Media influences transplant debate
Media influences transplant debate
How emergency nurse educates TV producers
The power of television and the news media was radically brought home recently, when erroneous reports on the transplanting of human organs prompted hundreds of phone calls to medical facilities.
Two separate examples of how your patients can be adversely affected by the media hit the airwaves in November, and sent shock waves throughout the transplant community.
A wire service report on a new liver transplant policy said that the recipient’s lifestyle would become a major factor in whether a patient received a liver. Ethicists were quoted as implying that medicine had started down the slippery slope of rationed care.
"Patients on the waiting list for a liver transplant were scared that they would not be transplanted," says Phyllis Weber, executive director of the California Transplant Donor Network in San Francisco, in explaining the dozens of phone calls to her office prompted by the report. "Several of the news stations in town reported that under this new policy patients like Dennis Crosby and Larry Hagman [who are recovering alcoholics] would never have received a transplant. Of course, that is simply not the case," says Weber.
Just four days earlier, the television program Chicago Hope had featured the story of an organ donor who came back to life just before the procurement team was ready to retrieve his organs. "There is just so much of this kind of misinformation out there that it is hard for us to keep track of it," says Toni Webb, director of community affairs for the Washington Regional Transplant Consortium (WRTC) in Falls Church, VA.

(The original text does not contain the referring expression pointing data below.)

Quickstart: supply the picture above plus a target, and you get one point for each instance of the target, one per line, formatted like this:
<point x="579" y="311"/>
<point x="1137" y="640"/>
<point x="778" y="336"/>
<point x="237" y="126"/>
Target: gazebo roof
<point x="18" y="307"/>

But the plethora of misinformation doesn’t stop WRTC professionals from trying to fight back with education. A long-time high school football coach in the Washington area had recently been a transplant recipient and one of WRTC’s education specialists was invited to give a talk on organ donation to the school’s parent group on the day following the CBS drama. The educator used the TV program as a basis for her speech and "opened up a whole discussion about the myths of transplantation," says Webb.
Health care professionals must find a way to influence the news and television producers who are writing and developing today’s news reports and medical dramas and planting seeds of either content or anxiety among patients and family members, say Webb and others.
The difference in how dramatic programs, for instance, affect your daily clinical practice is in whether the show’s staff are interested in accurate portrayals, and whether they have good resources to give them insight into the hospital world.
"During the first season, I talked to the writers and producers seven to 10 times a day," explains Marilyn Rice, RN, MPH, CEN, CNAA, a volunteer consultant to the NBC show ER, and a consultant in northwestern Illinois. Rice is the former president of the Parkridge, IL-based Emergency Nurses Association.
In her role as president of the professional group, Rice was called on to help the show’s writers and always gave them names and umbers of others in the field of emergency medicine. The creative staff of ER strive to give accurate portrayals of emergency room situations and emergency health care professionals, she explains. "There is no doubt that emergency nurses make a difference in this show," she says.
Don’t let television get the upper hand with your patients, advises Rice. "Whatever the condition the patient has they are bound to do some of their own research," she says. "Make sure you ask them what they have learned about a transplant [or other procedure]. Communicate openly with your patient about their perceptions and be open to questions," she urges.